But in any case, I had overestimated the time that would be available during an International Flann O’Brien Conference, as I also underestimated the hangover that would follow it. Lowell remained unexplored, as did my copy of On The Road, which stayed in the suitcase throughout.
Then, somewhere since, I read the notorious put-down by Truman Capote, who once said of Kerouac’s jazz-style compositions, committed to paper in a frenzy of spontaneity and left unrevised: “That’s not writing, it’s typing.” And I also saw Capote’s even more damning verdict: “The cruellest thing you can do to Kerouac is re-read him at 38.”
Ouch. Having not Kerouac a first time before that age, I may be a bit late starting now. But perhaps that explains why, despite several attempts, I have yet to reach page 2 of On the Road.
There are books you should definitely not revisit in middle age, I know from experience. Hemingway’s For Whom the Bell Tolls is one.

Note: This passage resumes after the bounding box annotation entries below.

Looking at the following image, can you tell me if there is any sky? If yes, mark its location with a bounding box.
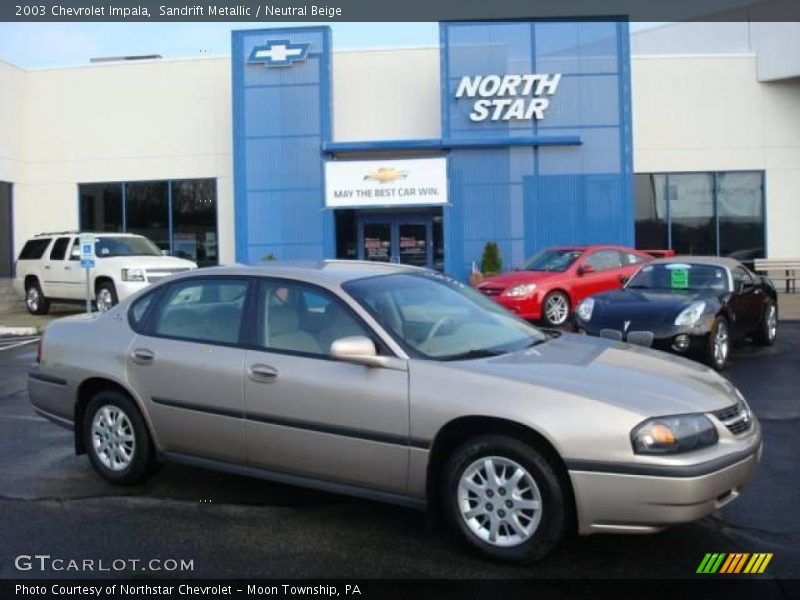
[0,22,657,69]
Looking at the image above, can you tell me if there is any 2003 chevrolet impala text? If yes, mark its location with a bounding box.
[28,261,761,561]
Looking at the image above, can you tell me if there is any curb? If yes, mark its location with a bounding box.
[0,326,39,338]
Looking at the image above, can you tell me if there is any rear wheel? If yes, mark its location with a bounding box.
[542,292,570,327]
[705,316,731,371]
[83,390,156,485]
[753,300,778,346]
[442,435,566,562]
[94,281,119,312]
[25,280,50,315]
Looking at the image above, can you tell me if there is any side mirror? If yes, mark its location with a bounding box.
[331,335,406,371]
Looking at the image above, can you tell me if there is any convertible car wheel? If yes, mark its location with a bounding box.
[442,435,566,562]
[753,302,778,346]
[83,390,156,485]
[705,317,731,371]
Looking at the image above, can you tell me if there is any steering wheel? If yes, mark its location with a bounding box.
[423,315,456,343]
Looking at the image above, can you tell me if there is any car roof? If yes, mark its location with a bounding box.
[650,255,742,269]
[186,260,430,284]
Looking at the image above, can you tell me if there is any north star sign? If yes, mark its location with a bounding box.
[456,73,561,123]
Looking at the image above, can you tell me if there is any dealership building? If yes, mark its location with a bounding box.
[0,20,800,278]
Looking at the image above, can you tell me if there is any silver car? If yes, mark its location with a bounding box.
[28,261,761,561]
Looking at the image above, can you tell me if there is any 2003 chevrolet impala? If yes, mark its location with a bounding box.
[28,261,761,561]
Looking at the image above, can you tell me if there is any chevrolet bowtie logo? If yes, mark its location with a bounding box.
[247,40,311,67]
[364,167,408,183]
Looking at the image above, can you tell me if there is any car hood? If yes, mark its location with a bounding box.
[478,271,564,290]
[457,333,737,416]
[589,289,713,331]
[98,256,197,270]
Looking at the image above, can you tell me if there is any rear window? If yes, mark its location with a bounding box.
[19,238,52,260]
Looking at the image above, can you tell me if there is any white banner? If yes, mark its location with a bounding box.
[325,158,447,208]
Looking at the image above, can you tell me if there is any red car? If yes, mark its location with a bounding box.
[477,246,653,325]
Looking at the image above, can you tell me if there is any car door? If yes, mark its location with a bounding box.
[575,250,622,301]
[245,279,409,493]
[42,237,70,298]
[127,277,250,464]
[730,266,764,337]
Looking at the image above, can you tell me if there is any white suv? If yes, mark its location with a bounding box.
[14,231,197,315]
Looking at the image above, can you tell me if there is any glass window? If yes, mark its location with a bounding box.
[78,183,123,231]
[718,173,765,262]
[344,274,547,360]
[125,181,170,250]
[635,173,669,250]
[667,173,717,255]
[258,281,373,356]
[50,238,69,260]
[583,250,622,271]
[19,238,53,260]
[171,179,219,267]
[154,279,247,344]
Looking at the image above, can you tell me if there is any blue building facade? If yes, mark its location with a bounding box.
[232,20,634,278]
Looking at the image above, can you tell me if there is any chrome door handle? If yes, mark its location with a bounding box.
[131,348,156,365]
[248,365,278,383]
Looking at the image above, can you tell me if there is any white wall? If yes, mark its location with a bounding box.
[632,56,800,257]
[333,47,442,142]
[5,59,234,262]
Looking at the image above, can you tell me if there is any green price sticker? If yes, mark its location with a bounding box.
[669,269,689,290]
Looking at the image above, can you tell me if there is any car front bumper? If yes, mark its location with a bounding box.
[568,424,762,535]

When I first read that, at about 23, I was swept away by the romance of the hero’s adventures blowing up fascist-held bridges in civil war Spain while having earth-moving sex with a beautiful republican called Maria. But when I re-read it a few years ago, either I or the novel had aged badly.
How deprived I am for not having experienced On the Road at the right time may be debatable, however. I’m indebted to one long-time fan, David Barnett, who writing in the Guardian for the centenary, included this public health warning:
“Kerouac’s works often make it onto the list of red-flag books that, if you see on the shelf of a man you are dating, you should run a mile. The consensus seems to be that Kerouac is a thing for callow youths, to be grown out of, to be reassessed in maturity and found wanting.”
On the other hand, having first devoured On the Road at 21 and made a pilgrimage to Lowell at 25, both in the early 1990s, Barnett was still a believer. So who knows? Maybe I’ll succumb to Kerouac’s charms yet.
In the meantime, on the matter of his Hiberno-Breton origins, he once claimed the surname was “related to the old Irish name, Kerwick”, which he said was a corruption of a Cornish name meaning “the language of water”.
And speaking of water, in his last novel, Vanity of Duluoz – written before he drank himself to death aged 47– he gave his autobiographical protagonist a near-mystical vision of Ireland as seen from a merchant marine ship en route to Liverpool during the Second world war:
“n the left you could see cliffs of Scotland, on the right flat green meadows of Ireland itself with thatched huts and cows. Imagine having a thatched hut right by the sea! A farm by the sea! I stood there crying, my eyes were pouring tears, I said to myself ‘Ireland? Can it be? James Joyce’s country?’ But also way back I remembered what my father and my uncles had always told me, that we were descendants of Cornish Celts who had come to Cornwall from Ireland in the olden days long before Jesus and the calendar they start Him from. Keroauc’h being, they said, an ancient Gaelic name. The cry was always ‘Cornwall, Cornwall, from Ireland, and then Brittany’.”